Abstract

Since the recent enactment of agrarian reform laws, the state or the capitalist fraction of the landlord class has been identified too frequently as the architect of the transformation in the social relations of production on highland haciendas. This interpretation has led to either simplistic or unilateral characterizations of the changes which have taken place in the agrarian sector during the last few decades. It has also resulted in similarly inadequate characterizations of the evolution of the landlord and peasant classes. Meanwhile, the analysis of the internal dynamic of the pre-capitalist form of hacienda production has been neglected. Accordingly, a still embryonic debate concerning the characteristics of the transition experienced by the rural highland has restricted the complexity of the problematique to the progressive expansion of the capitalist mode of production to which the hacienda, as a form of production, finds itself subordinated. Thus, the decline of the hacienda has been reduced to the pressures emanating from capital the broadening of the internal market, the demand for a «free» labour force, market stimuli, etc. Meanwhile, the hacienda's capacity to survive has been attributed to its functionality in the reproduction of capital.

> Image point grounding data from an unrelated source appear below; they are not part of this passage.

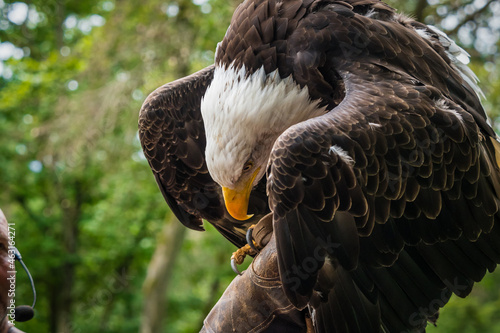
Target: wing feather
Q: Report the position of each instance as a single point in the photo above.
(407, 154)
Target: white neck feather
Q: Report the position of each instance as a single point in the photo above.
(240, 112)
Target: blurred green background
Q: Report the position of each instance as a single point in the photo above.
(87, 212)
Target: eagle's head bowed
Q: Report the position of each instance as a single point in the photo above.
(243, 115)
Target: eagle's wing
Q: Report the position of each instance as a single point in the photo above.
(172, 136)
(390, 202)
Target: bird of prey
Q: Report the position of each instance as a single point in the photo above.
(362, 133)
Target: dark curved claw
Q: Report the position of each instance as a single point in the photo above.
(250, 239)
(234, 266)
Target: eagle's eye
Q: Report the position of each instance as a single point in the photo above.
(248, 165)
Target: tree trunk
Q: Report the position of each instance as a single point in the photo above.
(160, 270)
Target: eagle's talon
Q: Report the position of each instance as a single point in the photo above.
(234, 266)
(250, 240)
(239, 256)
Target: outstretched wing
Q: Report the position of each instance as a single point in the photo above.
(173, 140)
(390, 202)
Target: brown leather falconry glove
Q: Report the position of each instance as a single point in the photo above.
(255, 301)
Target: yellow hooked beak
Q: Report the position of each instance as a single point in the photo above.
(237, 199)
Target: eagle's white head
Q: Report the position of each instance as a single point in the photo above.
(243, 116)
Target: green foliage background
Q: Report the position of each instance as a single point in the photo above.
(87, 212)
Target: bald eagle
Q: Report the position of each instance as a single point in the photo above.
(351, 125)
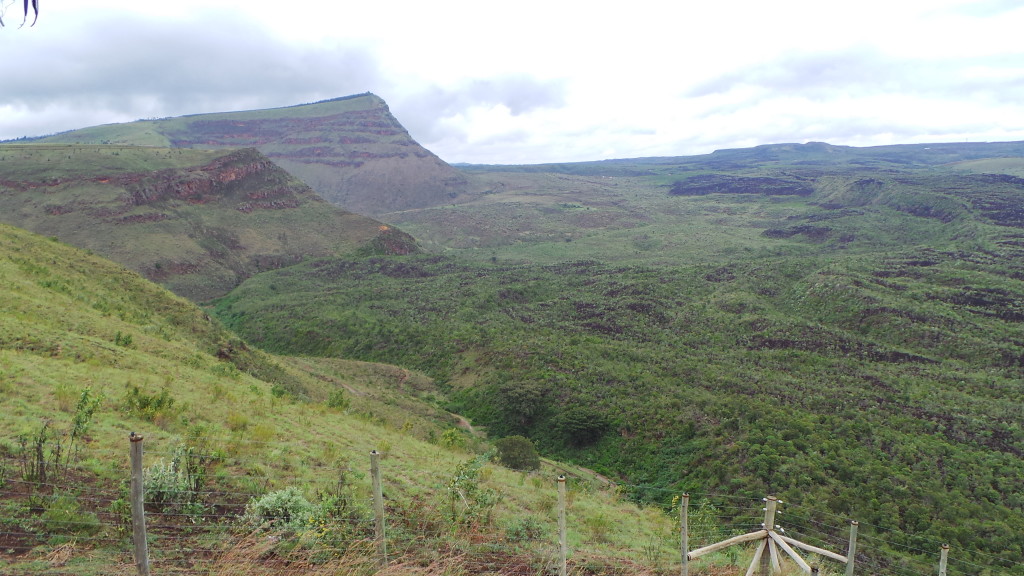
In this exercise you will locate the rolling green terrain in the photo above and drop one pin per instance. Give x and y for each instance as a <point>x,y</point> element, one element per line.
<point>840,327</point>
<point>90,351</point>
<point>198,221</point>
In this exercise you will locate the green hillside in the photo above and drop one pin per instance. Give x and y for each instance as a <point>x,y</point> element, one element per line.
<point>350,150</point>
<point>849,337</point>
<point>197,221</point>
<point>90,352</point>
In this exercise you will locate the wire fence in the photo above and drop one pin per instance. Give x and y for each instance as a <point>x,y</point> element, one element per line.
<point>433,524</point>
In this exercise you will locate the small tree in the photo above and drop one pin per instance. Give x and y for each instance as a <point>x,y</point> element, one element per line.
<point>517,453</point>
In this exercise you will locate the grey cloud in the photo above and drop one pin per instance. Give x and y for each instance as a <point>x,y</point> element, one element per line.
<point>129,69</point>
<point>823,76</point>
<point>423,112</point>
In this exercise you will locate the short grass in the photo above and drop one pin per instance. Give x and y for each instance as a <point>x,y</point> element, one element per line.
<point>76,326</point>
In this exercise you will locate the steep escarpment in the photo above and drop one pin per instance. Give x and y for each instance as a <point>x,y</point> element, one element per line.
<point>197,221</point>
<point>351,151</point>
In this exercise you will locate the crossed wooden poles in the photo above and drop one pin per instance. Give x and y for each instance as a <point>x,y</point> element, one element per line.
<point>767,556</point>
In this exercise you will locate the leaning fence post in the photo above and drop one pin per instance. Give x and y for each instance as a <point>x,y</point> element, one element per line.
<point>771,504</point>
<point>852,550</point>
<point>137,507</point>
<point>375,474</point>
<point>684,533</point>
<point>562,543</point>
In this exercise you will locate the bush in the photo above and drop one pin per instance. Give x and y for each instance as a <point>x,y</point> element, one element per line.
<point>518,453</point>
<point>283,507</point>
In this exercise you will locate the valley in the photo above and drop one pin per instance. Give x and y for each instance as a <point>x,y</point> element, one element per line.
<point>839,327</point>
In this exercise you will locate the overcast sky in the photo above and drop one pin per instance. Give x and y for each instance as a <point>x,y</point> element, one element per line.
<point>537,81</point>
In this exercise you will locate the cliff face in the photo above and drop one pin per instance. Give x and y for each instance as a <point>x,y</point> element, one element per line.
<point>199,227</point>
<point>352,152</point>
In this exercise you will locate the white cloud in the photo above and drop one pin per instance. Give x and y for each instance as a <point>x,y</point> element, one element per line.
<point>539,81</point>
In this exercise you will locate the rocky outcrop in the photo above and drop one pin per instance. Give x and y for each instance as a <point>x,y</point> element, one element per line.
<point>350,151</point>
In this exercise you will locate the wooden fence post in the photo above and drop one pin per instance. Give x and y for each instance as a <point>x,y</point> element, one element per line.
<point>562,542</point>
<point>375,474</point>
<point>771,504</point>
<point>852,550</point>
<point>137,506</point>
<point>684,533</point>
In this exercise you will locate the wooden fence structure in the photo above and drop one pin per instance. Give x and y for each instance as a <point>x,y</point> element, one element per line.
<point>767,560</point>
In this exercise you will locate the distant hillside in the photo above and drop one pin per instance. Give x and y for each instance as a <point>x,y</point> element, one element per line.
<point>833,325</point>
<point>351,150</point>
<point>197,221</point>
<point>90,351</point>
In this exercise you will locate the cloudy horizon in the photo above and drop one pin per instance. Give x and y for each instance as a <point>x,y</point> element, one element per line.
<point>537,82</point>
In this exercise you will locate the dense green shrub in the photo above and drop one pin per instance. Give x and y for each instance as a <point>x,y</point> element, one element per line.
<point>283,507</point>
<point>518,453</point>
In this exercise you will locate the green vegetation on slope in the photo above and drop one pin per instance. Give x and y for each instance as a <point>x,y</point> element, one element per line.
<point>90,351</point>
<point>862,353</point>
<point>198,221</point>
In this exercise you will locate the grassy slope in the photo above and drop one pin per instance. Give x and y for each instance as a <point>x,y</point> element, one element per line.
<point>71,322</point>
<point>147,209</point>
<point>859,347</point>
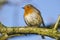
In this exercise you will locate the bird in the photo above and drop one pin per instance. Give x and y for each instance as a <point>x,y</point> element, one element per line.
<point>32,16</point>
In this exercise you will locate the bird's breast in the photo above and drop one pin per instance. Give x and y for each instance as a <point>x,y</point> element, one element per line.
<point>33,19</point>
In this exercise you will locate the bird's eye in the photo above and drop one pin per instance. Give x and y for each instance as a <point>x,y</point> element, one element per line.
<point>27,7</point>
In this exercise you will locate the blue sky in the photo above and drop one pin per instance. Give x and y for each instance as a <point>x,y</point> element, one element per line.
<point>12,14</point>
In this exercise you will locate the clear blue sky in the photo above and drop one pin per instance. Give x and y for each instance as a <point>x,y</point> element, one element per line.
<point>12,14</point>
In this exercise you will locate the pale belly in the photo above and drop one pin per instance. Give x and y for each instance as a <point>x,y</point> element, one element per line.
<point>33,19</point>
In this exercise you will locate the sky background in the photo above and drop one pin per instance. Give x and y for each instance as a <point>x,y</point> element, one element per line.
<point>12,14</point>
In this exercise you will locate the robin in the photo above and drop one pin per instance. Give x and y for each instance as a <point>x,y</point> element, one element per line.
<point>32,16</point>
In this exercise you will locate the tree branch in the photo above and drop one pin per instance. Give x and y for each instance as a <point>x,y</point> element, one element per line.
<point>11,31</point>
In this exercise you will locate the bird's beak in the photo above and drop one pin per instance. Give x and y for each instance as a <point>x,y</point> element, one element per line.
<point>23,7</point>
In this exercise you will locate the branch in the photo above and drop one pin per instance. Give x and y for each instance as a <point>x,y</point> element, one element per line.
<point>11,31</point>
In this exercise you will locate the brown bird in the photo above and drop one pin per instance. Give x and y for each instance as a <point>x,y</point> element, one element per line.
<point>32,16</point>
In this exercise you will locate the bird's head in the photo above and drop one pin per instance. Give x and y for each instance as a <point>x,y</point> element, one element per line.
<point>28,8</point>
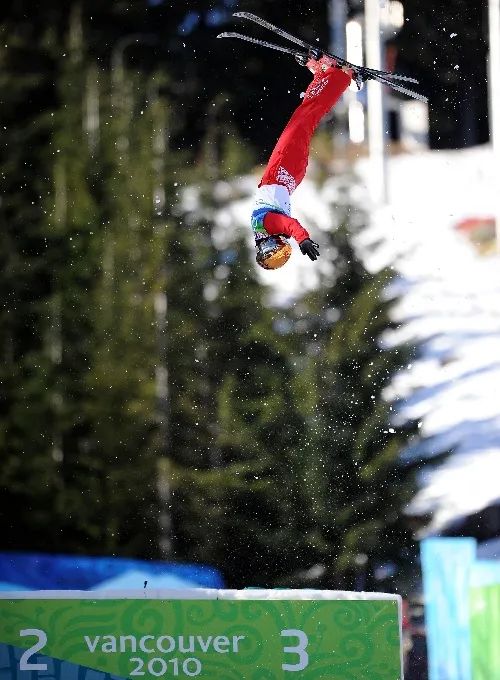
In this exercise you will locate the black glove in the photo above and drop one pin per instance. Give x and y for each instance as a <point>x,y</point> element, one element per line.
<point>309,248</point>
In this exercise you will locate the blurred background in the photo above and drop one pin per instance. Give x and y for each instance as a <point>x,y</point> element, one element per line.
<point>165,404</point>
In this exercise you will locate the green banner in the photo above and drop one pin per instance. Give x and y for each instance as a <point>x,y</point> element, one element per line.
<point>230,639</point>
<point>485,632</point>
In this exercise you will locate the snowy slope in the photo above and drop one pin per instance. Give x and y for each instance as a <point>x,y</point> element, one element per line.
<point>450,308</point>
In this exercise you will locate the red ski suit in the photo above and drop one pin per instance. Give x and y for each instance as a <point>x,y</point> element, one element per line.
<point>288,162</point>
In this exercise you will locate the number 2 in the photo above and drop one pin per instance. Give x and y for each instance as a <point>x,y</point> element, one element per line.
<point>24,664</point>
<point>299,649</point>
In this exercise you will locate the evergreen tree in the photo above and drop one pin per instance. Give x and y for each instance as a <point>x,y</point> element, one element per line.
<point>358,486</point>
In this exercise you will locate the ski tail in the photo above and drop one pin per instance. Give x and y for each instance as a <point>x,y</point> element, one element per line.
<point>364,70</point>
<point>361,73</point>
<point>262,43</point>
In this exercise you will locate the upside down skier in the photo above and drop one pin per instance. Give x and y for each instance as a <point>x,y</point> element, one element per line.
<point>286,168</point>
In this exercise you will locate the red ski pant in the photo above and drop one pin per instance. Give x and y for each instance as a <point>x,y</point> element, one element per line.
<point>288,162</point>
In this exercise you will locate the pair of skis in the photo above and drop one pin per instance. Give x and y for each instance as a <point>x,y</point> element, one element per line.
<point>361,73</point>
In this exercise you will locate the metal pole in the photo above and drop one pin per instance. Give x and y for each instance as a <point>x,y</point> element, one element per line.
<point>337,11</point>
<point>376,118</point>
<point>494,93</point>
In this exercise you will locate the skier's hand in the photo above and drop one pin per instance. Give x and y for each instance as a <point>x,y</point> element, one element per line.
<point>309,248</point>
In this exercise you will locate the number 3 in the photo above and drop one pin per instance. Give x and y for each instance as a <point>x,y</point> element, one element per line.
<point>299,649</point>
<point>24,664</point>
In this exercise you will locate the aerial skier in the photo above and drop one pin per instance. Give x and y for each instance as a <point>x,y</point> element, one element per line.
<point>271,220</point>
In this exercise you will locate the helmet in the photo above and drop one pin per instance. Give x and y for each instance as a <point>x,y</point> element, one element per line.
<point>273,252</point>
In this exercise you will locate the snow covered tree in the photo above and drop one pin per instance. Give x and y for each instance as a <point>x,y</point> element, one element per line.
<point>357,484</point>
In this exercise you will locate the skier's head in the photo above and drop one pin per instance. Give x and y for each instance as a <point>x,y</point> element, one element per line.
<point>273,252</point>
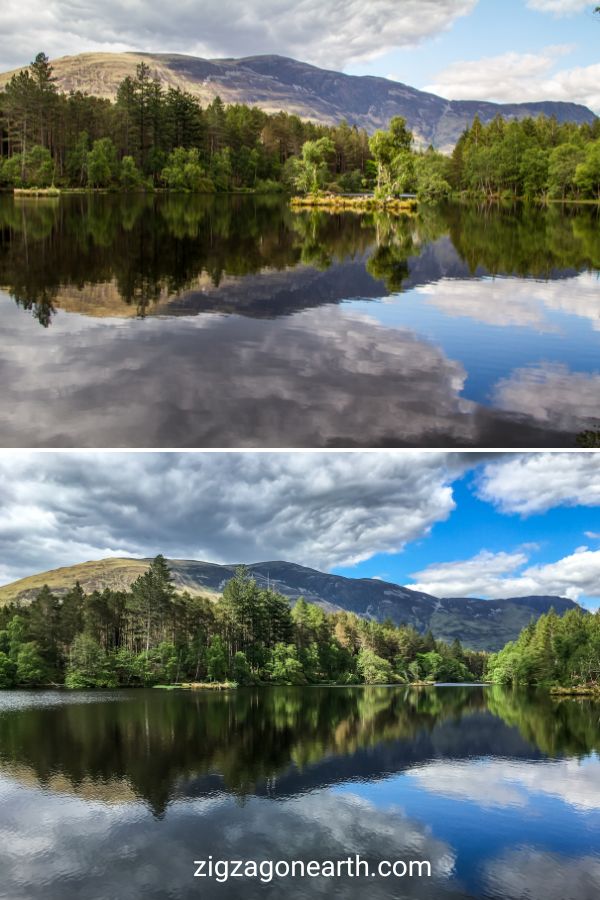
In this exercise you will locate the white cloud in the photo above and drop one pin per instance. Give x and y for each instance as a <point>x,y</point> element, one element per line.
<point>532,483</point>
<point>547,876</point>
<point>559,7</point>
<point>508,302</point>
<point>499,783</point>
<point>500,575</point>
<point>334,33</point>
<point>519,78</point>
<point>552,395</point>
<point>317,509</point>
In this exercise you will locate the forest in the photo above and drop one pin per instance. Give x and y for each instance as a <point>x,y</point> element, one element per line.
<point>151,138</point>
<point>562,651</point>
<point>153,635</point>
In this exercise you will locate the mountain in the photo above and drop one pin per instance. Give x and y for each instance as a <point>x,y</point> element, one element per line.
<point>479,624</point>
<point>277,83</point>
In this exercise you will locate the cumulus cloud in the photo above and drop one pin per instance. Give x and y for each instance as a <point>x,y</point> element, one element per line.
<point>499,575</point>
<point>317,509</point>
<point>76,849</point>
<point>553,395</point>
<point>548,876</point>
<point>532,483</point>
<point>519,78</point>
<point>507,302</point>
<point>334,33</point>
<point>322,378</point>
<point>509,784</point>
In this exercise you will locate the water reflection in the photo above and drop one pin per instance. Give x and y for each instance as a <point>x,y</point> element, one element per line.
<point>212,322</point>
<point>117,797</point>
<point>141,254</point>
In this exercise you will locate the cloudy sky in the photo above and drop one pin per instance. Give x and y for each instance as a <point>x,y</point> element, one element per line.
<point>464,49</point>
<point>448,524</point>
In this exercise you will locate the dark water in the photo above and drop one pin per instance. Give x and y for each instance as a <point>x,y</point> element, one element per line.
<point>115,795</point>
<point>198,321</point>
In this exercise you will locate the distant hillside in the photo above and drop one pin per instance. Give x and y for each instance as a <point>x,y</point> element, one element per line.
<point>480,624</point>
<point>276,83</point>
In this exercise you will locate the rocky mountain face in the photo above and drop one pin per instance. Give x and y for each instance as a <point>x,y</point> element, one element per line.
<point>276,83</point>
<point>479,624</point>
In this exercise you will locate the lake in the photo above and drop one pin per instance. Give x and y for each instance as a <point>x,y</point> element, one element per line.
<point>114,795</point>
<point>198,321</point>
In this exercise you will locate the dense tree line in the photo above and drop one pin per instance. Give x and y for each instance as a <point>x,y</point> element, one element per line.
<point>152,634</point>
<point>562,651</point>
<point>48,250</point>
<point>153,137</point>
<point>533,159</point>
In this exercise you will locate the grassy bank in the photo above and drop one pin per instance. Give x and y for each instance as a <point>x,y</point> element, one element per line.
<point>580,690</point>
<point>36,192</point>
<point>198,686</point>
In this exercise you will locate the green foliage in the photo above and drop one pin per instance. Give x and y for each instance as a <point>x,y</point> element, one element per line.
<point>130,177</point>
<point>216,659</point>
<point>101,163</point>
<point>184,172</point>
<point>311,170</point>
<point>234,147</point>
<point>30,665</point>
<point>152,635</point>
<point>391,150</point>
<point>89,665</point>
<point>240,669</point>
<point>562,651</point>
<point>531,158</point>
<point>7,671</point>
<point>373,668</point>
<point>283,665</point>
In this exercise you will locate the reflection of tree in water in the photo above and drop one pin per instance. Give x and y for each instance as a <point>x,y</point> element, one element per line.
<point>153,247</point>
<point>525,240</point>
<point>557,727</point>
<point>156,741</point>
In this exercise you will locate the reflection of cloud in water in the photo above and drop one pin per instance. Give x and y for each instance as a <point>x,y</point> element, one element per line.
<point>327,377</point>
<point>67,849</point>
<point>537,875</point>
<point>323,377</point>
<point>501,783</point>
<point>552,394</point>
<point>521,302</point>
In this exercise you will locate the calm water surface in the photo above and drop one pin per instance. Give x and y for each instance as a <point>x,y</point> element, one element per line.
<point>199,321</point>
<point>114,795</point>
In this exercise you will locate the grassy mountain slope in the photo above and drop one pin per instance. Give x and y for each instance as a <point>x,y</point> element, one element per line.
<point>480,624</point>
<point>277,83</point>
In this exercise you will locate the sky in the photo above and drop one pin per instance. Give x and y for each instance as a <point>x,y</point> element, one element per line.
<point>511,51</point>
<point>449,524</point>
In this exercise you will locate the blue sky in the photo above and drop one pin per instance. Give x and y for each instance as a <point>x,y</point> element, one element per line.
<point>490,30</point>
<point>456,47</point>
<point>449,524</point>
<point>477,525</point>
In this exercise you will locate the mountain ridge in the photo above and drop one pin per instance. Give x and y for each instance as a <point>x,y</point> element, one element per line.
<point>479,624</point>
<point>276,83</point>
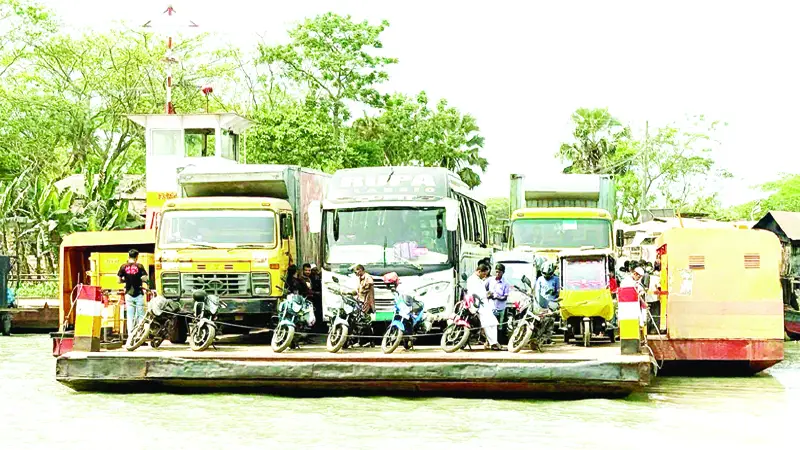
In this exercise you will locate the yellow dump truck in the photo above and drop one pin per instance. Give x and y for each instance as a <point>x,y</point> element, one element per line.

It is worth asking to what extent the methodological approaches utilized up to date have erred in interpretation by not starting from the analysis of the interaction of key elements within the phenomenon to be explained; that is, from the social relations specific to the pre-capitalist form of hacienda production; from this key point of departure, other causal factors of an economic (the process of accumulation), political (the system of national and regional domination) and ideological order can then be legitimately integrated into the analysis.